🤖 AI Summary
This study addresses the challenge of estimating causal effects in panel data with staggered policy adoption, particularly when there are many treated units and nonlinear time trends. The authors propose a novel approach based on exchangeable multi-task Gaussian processes, which models the joint evolution of outcomes for treated and control units through a Gaussian process prior. This framework enforces exchangeability across units while flexibly capturing complex, nonlinear temporal dynamics, thereby enabling robust counterfactual prediction. By innovatively integrating exchangeable Gaussian processes into a causal inference setting, the method supports both pointwise and cumulative treatment effect estimation with principled uncertainty quantification. Extensive simulations and empirical analyses demonstrate its superior predictive accuracy and well-calibrated uncertainty intervals, confirming its effectiveness and adaptability in complex staggered treatment designs.
📝 Abstract
We study the use of exchangeable multi-task Gaussian processes (GPs) for causal inference in panel data, applying the framework to two settings: one with a single treated unit subject to a once-and-for-all treatment and another with multiple treated units and staggered treatment adoption. Our approach models the joint evolution of outcomes for treated and control units through a GP prior that ensures exchangeability across units while allowing for flexible nonlinear trends over time. The resulting posterior predictive distribution for the untreated potential outcomes of the treated unit provides a counterfactual path, from which we derive pointwise and cumulative treatment effects, along with credible intervals to quantify uncertainty.
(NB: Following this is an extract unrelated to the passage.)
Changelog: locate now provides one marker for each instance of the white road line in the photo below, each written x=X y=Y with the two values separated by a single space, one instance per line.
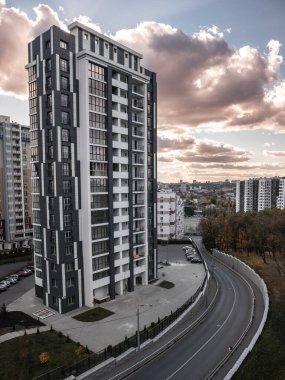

We implement several variations of the exchangeable GP model using different kernel functions. To assess prediction accuracy, we conduct a placebo-style validation within the pre-intervention window by selecting a ``fake''intervention date. Ultimately, this study illustrates how exchangeable GPs serve as a flexible tool for policy evaluation in panel data settings and proposes a novel approach to staggered-adoption designs with a large number of treated and control units.